Strong rip currents, gusty winds and big waves caused a red flag advisory to go into effect at the Oceanfront, Outer Banks and across the East Coast

VIRGINIA BEACH, Va. — Hurricane Fiona is miles away from Virginia Beach's Oceanfront, but the storm's effects kept the beach largely empty. 

Strong rip currents, gusty winds and big waves caused a red flag advisory to go into effect. The flags mean beachgoers should not go swimming in the water, due to an increase in rip currents.

A rip current is a strong, narrow current of water moving directly away from the shore. The big waves might look inviting, but the current underneath can be dangerous. 

"It is not surfable, it is not even swimmable at this point with these high winds," said Tom Gill, the chief of Virginia Beach Lifesaving Services. "When all the best surfers would be out there any morning, and every morning... and they are not getting into it, then you don't want to be into it."

Lifeguards could be seen patrolling the beach from 1st Street to 42nd Street, encouraging people to stay out of the water. 

Gill said beachgoers would not see the lifeguard stands, or the red flags, because they are nearing the season's end. However, this does not mean their authority is at an end.

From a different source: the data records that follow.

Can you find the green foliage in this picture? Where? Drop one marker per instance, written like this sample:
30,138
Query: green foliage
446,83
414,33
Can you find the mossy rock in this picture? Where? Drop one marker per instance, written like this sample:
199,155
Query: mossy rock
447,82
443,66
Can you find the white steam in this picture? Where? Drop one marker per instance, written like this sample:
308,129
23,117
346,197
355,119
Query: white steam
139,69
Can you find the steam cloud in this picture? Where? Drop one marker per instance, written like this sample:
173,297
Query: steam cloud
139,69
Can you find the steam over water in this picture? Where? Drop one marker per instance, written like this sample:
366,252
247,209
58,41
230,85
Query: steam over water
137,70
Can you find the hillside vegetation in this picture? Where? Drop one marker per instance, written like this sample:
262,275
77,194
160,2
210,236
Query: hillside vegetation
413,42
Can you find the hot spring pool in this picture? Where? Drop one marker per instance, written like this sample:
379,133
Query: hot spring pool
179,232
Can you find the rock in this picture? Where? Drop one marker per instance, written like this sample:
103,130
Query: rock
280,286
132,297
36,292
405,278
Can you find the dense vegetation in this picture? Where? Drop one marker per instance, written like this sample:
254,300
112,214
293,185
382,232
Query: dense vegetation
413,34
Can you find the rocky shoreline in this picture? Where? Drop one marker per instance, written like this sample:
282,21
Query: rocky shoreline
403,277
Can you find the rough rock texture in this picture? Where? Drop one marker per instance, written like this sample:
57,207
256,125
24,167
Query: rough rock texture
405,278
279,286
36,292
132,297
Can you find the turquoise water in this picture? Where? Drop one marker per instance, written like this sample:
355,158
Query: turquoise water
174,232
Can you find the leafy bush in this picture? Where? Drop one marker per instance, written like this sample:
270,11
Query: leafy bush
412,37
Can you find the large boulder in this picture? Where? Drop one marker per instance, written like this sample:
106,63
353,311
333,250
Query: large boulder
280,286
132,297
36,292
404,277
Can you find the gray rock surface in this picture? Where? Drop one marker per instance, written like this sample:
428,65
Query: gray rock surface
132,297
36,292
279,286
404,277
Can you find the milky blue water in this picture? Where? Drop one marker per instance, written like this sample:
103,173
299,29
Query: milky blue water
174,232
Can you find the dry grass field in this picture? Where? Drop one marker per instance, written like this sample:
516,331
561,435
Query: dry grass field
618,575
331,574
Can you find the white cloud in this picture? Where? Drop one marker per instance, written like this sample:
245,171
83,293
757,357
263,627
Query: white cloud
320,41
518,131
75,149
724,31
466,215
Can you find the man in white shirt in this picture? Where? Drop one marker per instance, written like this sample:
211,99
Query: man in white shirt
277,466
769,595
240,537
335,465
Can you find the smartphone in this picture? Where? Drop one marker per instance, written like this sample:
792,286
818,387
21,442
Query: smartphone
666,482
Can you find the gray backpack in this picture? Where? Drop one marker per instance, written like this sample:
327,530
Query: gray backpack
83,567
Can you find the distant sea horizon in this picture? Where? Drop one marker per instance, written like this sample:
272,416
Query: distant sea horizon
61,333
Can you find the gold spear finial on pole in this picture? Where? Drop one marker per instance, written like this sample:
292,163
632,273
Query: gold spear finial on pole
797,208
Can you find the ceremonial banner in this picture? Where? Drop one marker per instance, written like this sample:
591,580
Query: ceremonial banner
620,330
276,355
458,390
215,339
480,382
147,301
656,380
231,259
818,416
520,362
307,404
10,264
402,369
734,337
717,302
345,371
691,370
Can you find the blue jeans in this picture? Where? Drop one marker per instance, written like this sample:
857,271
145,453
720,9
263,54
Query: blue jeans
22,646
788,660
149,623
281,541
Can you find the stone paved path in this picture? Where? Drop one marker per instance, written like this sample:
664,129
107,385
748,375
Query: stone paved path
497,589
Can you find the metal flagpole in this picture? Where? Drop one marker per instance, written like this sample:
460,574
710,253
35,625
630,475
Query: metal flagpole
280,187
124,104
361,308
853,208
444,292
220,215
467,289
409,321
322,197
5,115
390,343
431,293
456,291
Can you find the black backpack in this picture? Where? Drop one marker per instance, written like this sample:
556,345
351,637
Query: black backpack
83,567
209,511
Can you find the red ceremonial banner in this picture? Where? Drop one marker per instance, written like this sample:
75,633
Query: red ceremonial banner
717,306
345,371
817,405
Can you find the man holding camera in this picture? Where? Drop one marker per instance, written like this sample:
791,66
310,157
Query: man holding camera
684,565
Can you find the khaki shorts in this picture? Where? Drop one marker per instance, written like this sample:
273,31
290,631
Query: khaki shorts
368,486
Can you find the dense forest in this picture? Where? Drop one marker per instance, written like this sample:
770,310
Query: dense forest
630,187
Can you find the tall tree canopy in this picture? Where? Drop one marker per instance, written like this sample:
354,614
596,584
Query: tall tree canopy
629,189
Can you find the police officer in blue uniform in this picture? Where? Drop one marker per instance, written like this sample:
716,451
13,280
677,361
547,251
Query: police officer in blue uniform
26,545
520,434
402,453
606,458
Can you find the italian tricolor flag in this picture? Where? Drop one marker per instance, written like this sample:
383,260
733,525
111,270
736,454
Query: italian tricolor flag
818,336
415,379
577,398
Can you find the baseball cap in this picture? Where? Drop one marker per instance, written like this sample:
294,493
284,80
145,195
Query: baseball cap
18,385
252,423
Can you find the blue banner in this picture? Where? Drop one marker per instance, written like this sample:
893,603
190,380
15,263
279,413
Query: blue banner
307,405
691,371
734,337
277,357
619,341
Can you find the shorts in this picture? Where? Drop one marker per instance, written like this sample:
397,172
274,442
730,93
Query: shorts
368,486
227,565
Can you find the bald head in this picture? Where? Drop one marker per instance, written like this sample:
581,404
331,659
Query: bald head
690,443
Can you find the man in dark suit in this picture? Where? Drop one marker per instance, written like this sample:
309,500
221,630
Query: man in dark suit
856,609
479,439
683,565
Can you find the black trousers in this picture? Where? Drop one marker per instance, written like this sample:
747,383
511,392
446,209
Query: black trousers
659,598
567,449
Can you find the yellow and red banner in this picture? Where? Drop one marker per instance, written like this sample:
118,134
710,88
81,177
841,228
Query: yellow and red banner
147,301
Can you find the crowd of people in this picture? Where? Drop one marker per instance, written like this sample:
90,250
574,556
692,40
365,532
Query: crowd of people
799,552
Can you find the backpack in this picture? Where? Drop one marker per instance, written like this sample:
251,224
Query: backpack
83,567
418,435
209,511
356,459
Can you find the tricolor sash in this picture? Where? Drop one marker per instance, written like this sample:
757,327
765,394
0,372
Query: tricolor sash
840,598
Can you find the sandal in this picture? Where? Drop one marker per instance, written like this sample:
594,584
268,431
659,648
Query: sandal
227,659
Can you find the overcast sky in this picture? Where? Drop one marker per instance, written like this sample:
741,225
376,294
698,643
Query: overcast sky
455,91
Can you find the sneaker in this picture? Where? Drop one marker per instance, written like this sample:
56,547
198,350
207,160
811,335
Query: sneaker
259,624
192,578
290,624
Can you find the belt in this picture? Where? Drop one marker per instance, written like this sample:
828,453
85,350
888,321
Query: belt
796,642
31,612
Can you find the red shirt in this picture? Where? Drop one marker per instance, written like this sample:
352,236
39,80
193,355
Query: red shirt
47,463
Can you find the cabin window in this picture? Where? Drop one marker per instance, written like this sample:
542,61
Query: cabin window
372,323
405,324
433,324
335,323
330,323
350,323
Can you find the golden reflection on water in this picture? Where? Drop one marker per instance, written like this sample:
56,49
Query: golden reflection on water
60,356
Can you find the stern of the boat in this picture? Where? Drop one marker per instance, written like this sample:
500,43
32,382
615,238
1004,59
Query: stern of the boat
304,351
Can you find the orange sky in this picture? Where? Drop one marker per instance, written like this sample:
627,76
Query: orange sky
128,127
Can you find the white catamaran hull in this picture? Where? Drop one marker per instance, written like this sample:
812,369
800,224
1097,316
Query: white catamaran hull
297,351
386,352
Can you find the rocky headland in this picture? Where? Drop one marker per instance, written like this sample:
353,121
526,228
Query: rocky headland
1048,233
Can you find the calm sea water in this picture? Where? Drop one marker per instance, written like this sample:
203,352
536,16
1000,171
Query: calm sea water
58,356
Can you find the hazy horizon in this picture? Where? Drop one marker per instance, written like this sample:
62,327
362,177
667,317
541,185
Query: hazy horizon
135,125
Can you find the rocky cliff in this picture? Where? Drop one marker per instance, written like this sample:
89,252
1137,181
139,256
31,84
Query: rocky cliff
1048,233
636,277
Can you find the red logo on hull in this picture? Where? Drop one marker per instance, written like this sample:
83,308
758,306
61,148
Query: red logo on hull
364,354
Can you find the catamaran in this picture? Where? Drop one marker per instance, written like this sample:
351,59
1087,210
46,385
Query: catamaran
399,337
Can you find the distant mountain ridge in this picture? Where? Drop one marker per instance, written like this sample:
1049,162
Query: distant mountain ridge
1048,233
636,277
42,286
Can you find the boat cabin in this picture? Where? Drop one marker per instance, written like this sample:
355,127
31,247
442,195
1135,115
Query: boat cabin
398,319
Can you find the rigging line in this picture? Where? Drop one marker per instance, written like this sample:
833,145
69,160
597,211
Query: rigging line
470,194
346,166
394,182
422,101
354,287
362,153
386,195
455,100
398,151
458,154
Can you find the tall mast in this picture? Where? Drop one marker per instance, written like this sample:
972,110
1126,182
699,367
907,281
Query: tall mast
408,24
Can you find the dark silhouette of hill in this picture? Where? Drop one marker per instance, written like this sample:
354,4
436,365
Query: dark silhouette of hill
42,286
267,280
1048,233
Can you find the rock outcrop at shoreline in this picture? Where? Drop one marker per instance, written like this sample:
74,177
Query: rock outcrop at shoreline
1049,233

"We don't enforce, we advise and we tell people what we have to do and we can say these are overly dangerous conditions and if you are disregarding the safety advice of a lifeguard, then the police could come down and do something about that," said Gill.

Gill said police have not been called in and there were no water rescues.

There could be more red flag advisories issued throughout the weekend, as Hurricane Fiona moves up and away from the East Coast.